It isn't that the other answers are incorrect, per se, it is just that I think a more clear pedagogically oriented answer can be provided.
There are two commonly used Tukey's test in this type of situation. Tukey's HSD and Tukey's LSD. The LSD is less conservative than the HSD, similar to a full combinations of t-tests being performed in parallel. As you might imagine based on this description the LSD does not control for familywise error rate; the HSD does. So a lot hinges on which Tukey's test you are using. If you are using LSD, current tradition dictates you probably shouldn't be. If you are using HSD, we can keep going down this road.
In regards to your first question: "Is this relevant given that ANOVA has already established that there is no significant interaction effect between Species and Density?"...
Most 'ANOVA tradition' dictates that you not use either post-hoc unless a statistically significant effect has been found. An exception to this 'rule' is that tradition allows that if you had a good reason to compare groups at the outset before you looked at your data, you could simply do a t-test between those groups without controlling for familywise error rate. Also, if there was a good reason to compare one to many, there is a post hoc specifically for that approach (the name escapes me at the moment).
However, there is no denying that eyeballing your data you are seeing that the DV for Species A at a density of 0 is noticeably larger than the other combinations. So, you should mediate on this a little further. Do the DV means look different enough to you to be remarkable? What if you consider the degree of error in your measurements (e.g. (don't quote me I'm talking off the cuff) but, I think that sqrt MSE will give you an idea of what the ANOVA shrunken error)? Regardless, traditional approaches to ANOVA will not let you make any claims about this cell of the design versus the others or declare that they are significant; nevertheless, some fields are okay with you speculating based on non-significant effects. Your advisor, peers, and previous journal articles will give you an idea of how much rope you have in making your claims and observations.
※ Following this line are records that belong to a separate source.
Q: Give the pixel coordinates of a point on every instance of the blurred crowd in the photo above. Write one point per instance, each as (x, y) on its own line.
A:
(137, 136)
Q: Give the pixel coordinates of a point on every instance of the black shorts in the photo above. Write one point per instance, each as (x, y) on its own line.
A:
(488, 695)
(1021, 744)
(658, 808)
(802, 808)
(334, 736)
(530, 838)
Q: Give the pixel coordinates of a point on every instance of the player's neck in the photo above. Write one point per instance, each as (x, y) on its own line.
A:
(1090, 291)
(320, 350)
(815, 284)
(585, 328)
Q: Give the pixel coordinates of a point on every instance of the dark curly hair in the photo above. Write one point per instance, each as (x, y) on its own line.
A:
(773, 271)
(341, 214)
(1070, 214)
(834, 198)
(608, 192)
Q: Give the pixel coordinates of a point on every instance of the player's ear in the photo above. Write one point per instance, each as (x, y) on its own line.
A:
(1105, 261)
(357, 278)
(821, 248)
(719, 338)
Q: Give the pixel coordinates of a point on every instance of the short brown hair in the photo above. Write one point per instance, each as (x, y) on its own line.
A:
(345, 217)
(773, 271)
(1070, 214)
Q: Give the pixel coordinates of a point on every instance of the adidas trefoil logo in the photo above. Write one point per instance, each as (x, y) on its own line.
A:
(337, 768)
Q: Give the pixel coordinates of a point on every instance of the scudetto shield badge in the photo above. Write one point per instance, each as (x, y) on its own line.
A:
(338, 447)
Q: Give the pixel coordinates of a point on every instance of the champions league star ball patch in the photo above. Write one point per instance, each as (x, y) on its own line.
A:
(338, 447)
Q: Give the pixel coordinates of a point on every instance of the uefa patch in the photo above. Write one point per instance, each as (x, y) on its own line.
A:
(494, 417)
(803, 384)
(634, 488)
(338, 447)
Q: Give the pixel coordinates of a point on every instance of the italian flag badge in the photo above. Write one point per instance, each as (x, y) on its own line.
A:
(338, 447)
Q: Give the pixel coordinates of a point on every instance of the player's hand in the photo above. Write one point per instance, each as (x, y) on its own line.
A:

For my part, I believe that now that you've looked at the data and are making decisions about how to proceed that you are on shaky ground in terms of having p-values that are directly meaningful. Ideally, you'd run the study again, this time with an a priori intent to check Species A at Density 0 against the other cells of your design. An alternative approach would be to use less familiar statistical methods that don't require you to plan your analyses ahead of time (e.g. Bayesian). But those beliefs of mine are a matter of opinion, so allow me to drift back to the facts.
Let's go on to your second question: "Why would there be significant differences in Tukeys if ANOVA says there is no interaction effect in the first place?"
This is one that even some seasoned scientists don't understand. Here is my shot at an explanation... the observed deviance between two cells that are maximally different relative to the grand mean will be on average higher than the observed deviance for four cells, three of which are very similar, relative to the grand mean. In short, the more cells you have that are similar in an interaction, the less likely you are to observe an statistically interaction even if a few cells /do/ reflect an interaction. I suspect your primary problem is that you used Tukey's LSD. Otherwise, the problem may be as jgstat suggested
This is unlikely to be your primary problem here because you have a pretty simple 2x2 design. I think your problem is probably that you used Tukey's LSD and so the differences between two cells happened to pop-out but that by-and-large the cells are mostly similar.